#606 Whatever gets you through
September 01st, 2019
Whatever Gets You Through: Twelve Survivors on Life after Sexual Assault
by Stacey May Fowles and Jen Sookfong Lee (editors), with a foreword by Jessica Valenti
Vancouver: Greystone Books, 2019
$22.95 / 9781771643733
Reviewed by Kimberly Webster and Chris Montoya
This book will piss you off. Who wants to be the perfect — or worse, the imperfect — victim? Who wants their loved one to be a victim? Further, who wants to be known for surviving sexual assault? It isn’t exactly a glorious claim to fame. This book makes you want to mentally bury the people who hurt you in a red anthill and never look back.
The stories paint a vivid, sometimes stomach-churning, picture of the torment that follows survivors of sexual assault. Whatever Gets You Through will draw those who have similar stories and provide a sense of inclusion. It may help some to realize that they are not alone in their battle. Those in relationships with survivors may gain an understanding of the daily internal and external struggles endured by the abused. As real and painful as a heart attack, many are never able to put their story of sexual assault into words.
As a survivor of abuse, I felt anxious when I opened the book. I was fearful that I would relive my experiences once again in full dying colour. I was met, however, with words that rang with such raw emotion (rage) and honest clarity that I felt an immediate common bond and a jigsaw-like jagged connection with the twelve survivors. There was no condescension or degradation knitted into their words, thoughts, and feelings. Only bare text woven on the tapestry of tragedy; sincere, straightforward threads of how they died and then survived the most savage and ruthless invasions of personal space I know.
When I first picked up the book and flipped through the pages I got angry, and then defensive. “I am not these women!” I thought. I fought with my thoughts.
In my mind: I was not broken. I was fine. My demon was denial and it had me. As I read the stories, page by page, I felt as though I had been repeatedly kicked and punched in the stomach. The first story left me angry, wondering why there were so many similarities between this “broken survivor” and myself. I almost threw the book in the trash.
The stories that followed that first account only reinforced one piercing, undeniable truth. Our thoughts are eerily synchronous. Why, in the presence of angry men, did I continue to sway to my demon’s music and to dance a dance I/we had never wanted to dance (ever)? I am these women. I am broken. But I am also like them in another way: I survived. My mind, like theirs, betrays me more than I would like to admit. I made it but so did they.
From the perspective of violated and discarded women, the effects of rape frequently manifest as physical symptoms of pain and fatigue, within, on, and throughout our minds and bodies. The minds and bodies of abused women have been screaming the same message across millennia.
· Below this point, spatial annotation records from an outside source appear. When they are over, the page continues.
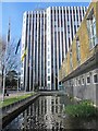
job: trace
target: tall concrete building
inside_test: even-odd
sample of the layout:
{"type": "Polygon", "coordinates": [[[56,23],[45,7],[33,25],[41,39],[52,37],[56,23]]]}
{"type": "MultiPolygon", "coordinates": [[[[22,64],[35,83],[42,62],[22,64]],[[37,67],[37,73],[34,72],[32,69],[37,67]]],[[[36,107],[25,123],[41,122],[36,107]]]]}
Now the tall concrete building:
{"type": "Polygon", "coordinates": [[[26,91],[34,85],[58,90],[59,69],[84,19],[86,7],[49,7],[23,14],[21,82],[26,91]]]}

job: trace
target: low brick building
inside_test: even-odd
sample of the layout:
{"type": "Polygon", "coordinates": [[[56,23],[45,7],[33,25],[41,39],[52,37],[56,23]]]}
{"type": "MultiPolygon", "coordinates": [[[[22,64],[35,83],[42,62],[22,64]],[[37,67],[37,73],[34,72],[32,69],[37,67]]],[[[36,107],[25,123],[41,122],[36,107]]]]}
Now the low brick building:
{"type": "Polygon", "coordinates": [[[89,4],[59,79],[68,94],[98,106],[98,1],[89,4]]]}

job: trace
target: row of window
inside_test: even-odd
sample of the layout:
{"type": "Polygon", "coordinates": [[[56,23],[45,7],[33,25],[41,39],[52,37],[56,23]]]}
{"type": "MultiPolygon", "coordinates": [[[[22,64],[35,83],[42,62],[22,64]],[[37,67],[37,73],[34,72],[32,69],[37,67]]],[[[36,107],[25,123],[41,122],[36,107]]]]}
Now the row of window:
{"type": "Polygon", "coordinates": [[[68,81],[68,85],[79,86],[79,85],[90,85],[98,84],[98,74],[94,73],[93,75],[79,76],[78,79],[68,81]]]}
With that burning realization came the disgusting pungent stench of violation, all over again. Whenever I heard the atonal demonic music of my abusers, my mind would shut off and I would dance. Though my body ached and my feet bled I was pre-set to dance. Freud would term this defence mechanism societal sublimation. Then, just as I was about to sublimate things under the proverbial “I am a good survivor” rug (as per usual), I saw the bigger picture and thought perhaps I should direct the anger outward. “Fuck this.” These perverted men from my past are not holding onto MY BODY or MY MIND for one more year, one more week, one more day, one more HOUR. I will not let the demons win. I will get up. I will live again.
You’ve gone out too far from shore in your boat. Rape is the storm that hits, sudden and inescapable. God is the lighthouse. This book can be one map to help get to shore. They can violate your body, but they can’t touch your soul. Joy always prevails. May I suggest two other books that should be read in conjunction with this nasty piece of pithy narrative? The first is Battlefield of the Mind: Winning the Battle in your Mind, by Joyce Meyer (Warner Books, 2002), and Bounce Back Creating Resilience from Adversity, by Reva Nelson (Words.Worth, 1997). At first blush both opposing camps may be horrified by the stark contrast; however, having lived through the personal hell of abuse I feel that both sides have something to bring to the table.
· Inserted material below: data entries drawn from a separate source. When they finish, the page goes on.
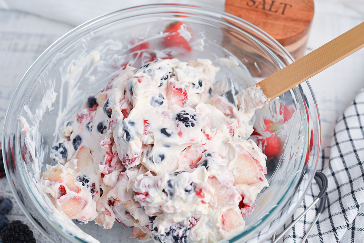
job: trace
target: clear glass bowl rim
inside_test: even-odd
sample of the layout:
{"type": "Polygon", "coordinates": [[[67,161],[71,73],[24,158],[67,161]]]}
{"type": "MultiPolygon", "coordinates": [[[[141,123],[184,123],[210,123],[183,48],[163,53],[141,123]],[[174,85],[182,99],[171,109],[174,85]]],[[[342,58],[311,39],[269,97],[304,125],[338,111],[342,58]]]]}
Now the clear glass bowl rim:
{"type": "MultiPolygon", "coordinates": [[[[17,98],[19,97],[19,95],[21,94],[21,91],[22,91],[22,90],[24,89],[25,89],[25,86],[31,85],[35,81],[35,80],[36,80],[37,76],[35,76],[33,74],[36,71],[36,72],[38,75],[41,73],[43,69],[44,69],[47,65],[47,59],[49,60],[50,58],[50,60],[51,60],[51,59],[53,56],[54,56],[54,55],[55,53],[57,53],[58,51],[59,50],[63,49],[63,48],[64,48],[65,46],[67,45],[68,41],[70,40],[74,41],[75,40],[74,39],[74,38],[77,38],[78,37],[82,37],[83,36],[82,35],[84,34],[85,32],[87,33],[89,32],[90,31],[92,31],[92,30],[89,30],[88,27],[90,28],[92,26],[94,26],[96,25],[96,28],[99,28],[100,27],[102,26],[102,25],[98,25],[97,24],[98,23],[99,24],[99,22],[102,22],[103,21],[106,21],[108,19],[111,19],[113,17],[122,15],[122,17],[120,17],[118,19],[118,20],[122,20],[127,19],[128,18],[135,16],[136,16],[145,14],[148,13],[155,13],[156,12],[156,10],[159,10],[160,11],[164,11],[165,12],[168,12],[171,13],[174,12],[180,13],[185,13],[189,14],[191,13],[194,15],[198,15],[198,13],[203,13],[204,14],[209,15],[209,16],[211,17],[214,17],[216,19],[218,19],[219,21],[221,21],[221,20],[223,20],[225,21],[227,20],[230,21],[232,21],[233,23],[238,23],[240,24],[241,24],[244,26],[244,27],[249,28],[249,31],[251,31],[251,32],[250,32],[250,34],[251,34],[252,33],[253,33],[254,35],[256,35],[258,36],[264,37],[265,38],[265,40],[268,41],[270,42],[270,44],[275,46],[275,47],[277,48],[277,49],[279,50],[280,52],[284,55],[284,57],[287,58],[289,61],[292,62],[294,61],[294,59],[293,59],[293,57],[290,54],[289,54],[289,53],[278,42],[278,41],[271,37],[265,32],[260,29],[255,25],[243,19],[229,13],[223,12],[220,11],[213,8],[185,4],[156,4],[139,6],[117,11],[95,18],[74,28],[56,40],[47,49],[46,49],[35,60],[35,61],[30,66],[22,78],[20,82],[19,83],[19,84],[18,85],[18,86],[16,88],[15,92],[12,97],[9,106],[9,108],[8,108],[8,110],[7,112],[6,115],[5,117],[5,122],[4,123],[3,131],[3,141],[5,141],[5,135],[6,134],[5,128],[7,127],[8,125],[7,121],[8,119],[7,119],[7,117],[8,117],[8,115],[9,115],[9,110],[12,106],[15,106],[16,105],[16,104],[15,104],[15,101],[17,99],[17,98]],[[153,11],[154,11],[154,12],[153,12],[153,11]],[[40,68],[42,68],[42,69],[41,69],[40,68]],[[39,72],[40,71],[40,72],[39,72]],[[33,78],[31,79],[30,78],[32,77],[32,75],[33,75],[33,78]],[[29,83],[27,83],[27,81],[29,81],[29,79],[32,80],[32,82],[30,82],[29,83]]],[[[120,16],[120,17],[121,16],[120,16]]],[[[105,23],[103,23],[103,24],[106,24],[108,23],[110,23],[110,22],[106,22],[105,23]]],[[[242,31],[241,29],[239,27],[234,25],[230,25],[231,26],[230,27],[236,30],[238,30],[240,31],[242,31]]],[[[248,35],[250,35],[249,33],[245,33],[245,34],[247,34],[248,35]]],[[[256,40],[256,38],[254,38],[254,37],[253,38],[254,39],[256,40]]],[[[260,42],[260,41],[257,40],[257,42],[258,43],[260,42]]],[[[266,48],[266,50],[268,52],[271,52],[269,48],[267,47],[265,47],[265,46],[264,44],[262,44],[261,46],[263,48],[266,48]]],[[[272,54],[273,56],[276,57],[275,55],[273,53],[272,54]]],[[[279,59],[277,58],[277,60],[278,61],[278,63],[280,64],[281,65],[282,64],[281,61],[279,59]]],[[[284,67],[284,65],[283,64],[283,67],[284,67]]],[[[309,96],[309,97],[312,100],[309,101],[310,101],[310,102],[311,103],[310,104],[314,105],[313,107],[311,105],[310,108],[312,109],[314,108],[315,110],[313,111],[313,113],[315,114],[317,114],[317,120],[318,121],[318,123],[314,124],[316,125],[316,127],[313,128],[310,127],[310,125],[308,124],[308,126],[309,127],[309,130],[310,130],[310,129],[314,129],[316,131],[318,131],[319,134],[319,136],[318,136],[317,138],[317,140],[314,141],[315,142],[318,144],[318,146],[317,146],[317,151],[314,151],[315,152],[314,153],[314,154],[316,154],[316,155],[318,155],[320,149],[320,138],[321,135],[320,129],[320,124],[319,114],[318,113],[318,109],[317,107],[314,96],[308,81],[305,81],[304,83],[302,83],[301,84],[301,85],[306,86],[306,88],[310,92],[309,94],[310,95],[310,96],[309,96]]],[[[297,87],[294,88],[296,89],[296,93],[300,95],[301,91],[298,90],[297,87]]],[[[304,102],[306,102],[306,101],[303,99],[302,100],[304,102]]],[[[5,154],[4,143],[3,143],[3,158],[5,158],[5,159],[4,160],[4,163],[5,163],[7,161],[7,159],[6,159],[7,157],[5,156],[6,155],[5,154]]],[[[14,153],[16,154],[19,154],[17,153],[16,152],[18,152],[20,150],[20,148],[19,147],[19,146],[17,146],[17,145],[18,144],[16,144],[16,145],[17,145],[15,146],[16,150],[14,151],[14,153]]],[[[307,155],[307,152],[305,151],[304,152],[304,154],[302,155],[302,158],[306,158],[307,155]]],[[[309,156],[310,156],[311,155],[310,154],[309,155],[309,156]]],[[[317,156],[317,158],[316,159],[314,159],[313,161],[312,162],[314,164],[313,166],[315,169],[316,168],[316,165],[317,164],[318,160],[318,156],[317,156]]],[[[49,236],[47,235],[46,233],[41,228],[41,227],[32,218],[31,216],[30,215],[29,212],[28,212],[27,210],[25,209],[24,205],[23,205],[22,203],[19,198],[19,196],[16,193],[16,191],[15,191],[15,188],[11,182],[10,178],[9,177],[10,173],[8,171],[7,166],[5,166],[5,167],[6,174],[8,177],[8,181],[10,185],[11,190],[14,195],[14,196],[15,197],[17,202],[19,204],[20,208],[21,208],[23,211],[24,212],[25,214],[27,215],[29,220],[37,228],[37,229],[40,232],[42,232],[44,235],[47,236],[47,238],[50,239],[53,241],[53,239],[49,238],[49,236]]],[[[23,170],[23,168],[21,167],[20,167],[20,168],[21,168],[21,170],[23,170]]],[[[22,172],[24,173],[24,172],[22,171],[22,172]]],[[[312,174],[310,175],[310,178],[309,178],[309,180],[310,182],[310,182],[312,181],[312,179],[313,179],[314,174],[314,173],[312,173],[312,174]]],[[[305,188],[305,193],[304,194],[305,194],[306,192],[308,189],[308,186],[305,188]]],[[[36,201],[35,198],[34,199],[36,202],[37,202],[37,201],[36,201]]],[[[302,199],[301,198],[301,199],[302,199]]],[[[300,200],[299,201],[301,202],[301,200],[300,200]]],[[[298,207],[299,204],[299,203],[298,203],[296,207],[298,207]]],[[[292,210],[292,211],[293,211],[293,210],[292,210]]],[[[49,219],[47,219],[48,221],[49,221],[49,219]]],[[[284,222],[282,222],[282,224],[284,222]]],[[[250,228],[251,228],[252,227],[254,227],[254,228],[256,228],[257,226],[250,226],[250,228]]],[[[276,228],[277,227],[276,227],[276,228]]],[[[56,229],[55,229],[56,230],[57,230],[56,229]]],[[[58,231],[59,232],[59,230],[58,230],[58,231]]],[[[242,238],[244,238],[244,240],[248,240],[249,239],[249,238],[245,239],[245,237],[244,237],[245,236],[248,236],[246,235],[247,234],[245,233],[248,232],[249,233],[251,233],[252,231],[255,232],[256,231],[257,231],[254,230],[254,229],[249,229],[249,228],[248,229],[246,228],[241,233],[234,237],[232,239],[232,242],[234,242],[236,241],[236,240],[242,240],[243,239],[242,238]]],[[[250,235],[250,234],[249,234],[250,235]]],[[[67,238],[68,238],[68,236],[65,235],[64,236],[67,238]]],[[[74,239],[75,238],[73,238],[72,239],[74,239]]],[[[81,240],[79,239],[78,239],[78,240],[81,240]]],[[[80,242],[80,241],[75,241],[74,240],[71,240],[71,242],[80,242]]],[[[80,242],[84,242],[81,240],[80,242]]]]}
Kimberly Webster (review author) is a 4th year student at Thompson Rivers University with a major in psychology and a minor in English. She worked previously as a tertiary acute psychiatric care worker. She is a mother of four with a man-child. She is passionate about God, guns, good mental health, and photography. She has run her own photography business since 2008. She loves singing and music although she can’t sing in front of anyone to save her life. She is a survivor of sexual assault, substance abuse, and teenage pregnancy 😉 She still battles on. Christopher Montoya (co-author) received his doctorate in brain-based psychology at the University of Calgary in 1988. As a Natural Science and Engineering Research Council of Canada (NSERC) Postdoctoral Research Fellow he had the privilege to lecture at the University of Cambridge at the Downing College Department of Experimental Psychology research facility from 1988 to 1990 in the area of brain-based motivation. Dr. Montoya is a past stem cell researcher, inventor, and published author. Chris has been employed at Thompson Rivers University for over 28 years and holds the rank of Tenured Senior Lecturer.